Mice rendered hypoglycemic by a null mutation in the glucagon receptor gene, Gcgr, display late-onset retinal degeneration and loss of retinal sensitivity. Our goals were: 1) To establish if long-term administration of high dietary glucose rescues retinal function and circuit connectivity in aged Gcgr^-/- mice, 2) To determine if loss of vision is associated with systemic and/ or retinal stress.

Gcgr^-/- mice were administered a carbohydrate-rich diet starting at 12 months of age. Following one month of treatment retinal function and structure were evaluated using electroretinographic recordings (ERGs) and immunohistochemistry. Visual function was assessed with by monitoring the optomotor response to moving gratings. Plasma levels of corticosterone and growth hormone were determined by radioimmunoassay.

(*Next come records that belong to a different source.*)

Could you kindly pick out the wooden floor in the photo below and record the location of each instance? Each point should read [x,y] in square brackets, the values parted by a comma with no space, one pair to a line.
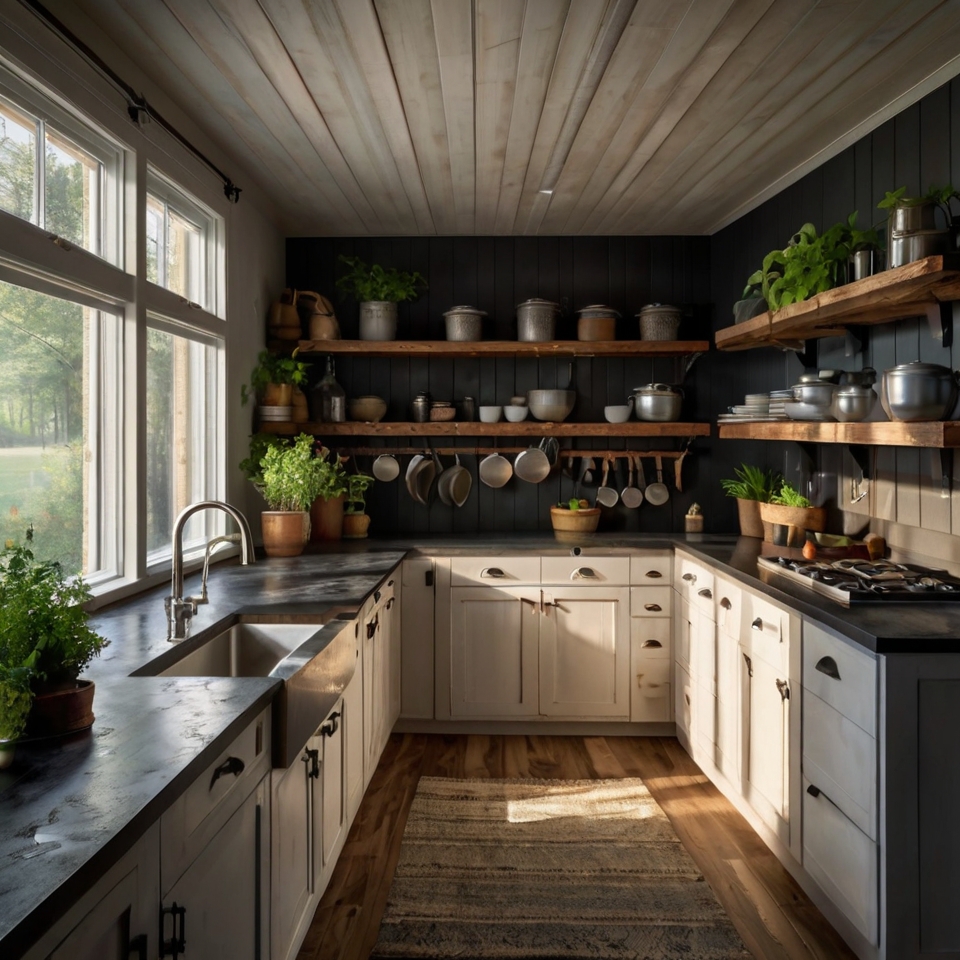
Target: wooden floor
[773,915]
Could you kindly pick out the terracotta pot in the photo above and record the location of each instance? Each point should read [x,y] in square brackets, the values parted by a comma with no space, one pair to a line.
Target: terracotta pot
[355,526]
[285,532]
[750,523]
[61,711]
[326,517]
[796,519]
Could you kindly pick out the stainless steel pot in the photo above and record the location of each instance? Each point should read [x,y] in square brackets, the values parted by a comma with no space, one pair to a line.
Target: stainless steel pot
[657,402]
[919,391]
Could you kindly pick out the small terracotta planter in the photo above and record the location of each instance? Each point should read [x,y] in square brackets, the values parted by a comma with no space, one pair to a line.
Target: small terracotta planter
[326,518]
[355,526]
[61,711]
[750,523]
[285,532]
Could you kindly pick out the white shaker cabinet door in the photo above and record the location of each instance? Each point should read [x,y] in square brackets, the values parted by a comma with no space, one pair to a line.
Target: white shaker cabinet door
[585,653]
[494,635]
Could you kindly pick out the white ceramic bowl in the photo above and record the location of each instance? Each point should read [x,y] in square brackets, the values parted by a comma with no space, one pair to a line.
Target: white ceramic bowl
[515,413]
[618,413]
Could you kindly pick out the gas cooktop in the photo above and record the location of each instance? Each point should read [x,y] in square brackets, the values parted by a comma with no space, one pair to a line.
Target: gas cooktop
[866,581]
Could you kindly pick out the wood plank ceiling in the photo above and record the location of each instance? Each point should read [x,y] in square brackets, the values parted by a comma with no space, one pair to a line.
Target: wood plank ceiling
[453,117]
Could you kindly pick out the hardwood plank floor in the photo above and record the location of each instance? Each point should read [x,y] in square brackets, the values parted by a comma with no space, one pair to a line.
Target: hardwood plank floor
[773,915]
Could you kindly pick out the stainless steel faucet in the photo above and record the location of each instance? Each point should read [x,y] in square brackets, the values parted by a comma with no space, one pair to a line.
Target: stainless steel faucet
[179,608]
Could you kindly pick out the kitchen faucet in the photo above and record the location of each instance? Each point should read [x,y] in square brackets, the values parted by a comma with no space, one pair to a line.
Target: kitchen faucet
[179,608]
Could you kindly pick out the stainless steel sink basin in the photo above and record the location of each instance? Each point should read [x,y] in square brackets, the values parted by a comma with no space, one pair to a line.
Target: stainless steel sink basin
[314,660]
[243,650]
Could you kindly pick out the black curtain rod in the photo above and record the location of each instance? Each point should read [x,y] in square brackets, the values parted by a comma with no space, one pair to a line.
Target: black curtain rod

Gcgr^-/- retinas have 20% fewer synaptic pairings than Gcgr^+/- retinas. Remarkably, most of the lost synapses were located farthest from the bipolar cell body, near the distal boundary of the outer plexiform layer, suggesting that apical synapses are most vulnerable to chronic hypoglycemia. Loss of retinal and visual functions was closely associated with increased plasma levels of the stress hormones corticosterone and growth factor, as well as activation of AMPK in the retina. AMPK is a metabolic sensor that regulates the distribution of energetic resources in cells. While treatment with the carbohydrate-rich diet raised blood glucose levels, restored retinal function and reduced stress, it did not restore the synaptic contacts lost between rods and bipolar cells.

Prolonged exposure to diet-induced euglycemia rescues retinal function but cannot reestablish synaptic contacts lost by chronic hypoglycemia. Our results suggest that retinal neurons possess a homeostatic mechanism that integrates energetic status over prolonged periods of time and allows them to recover functionality despite synaptic loss.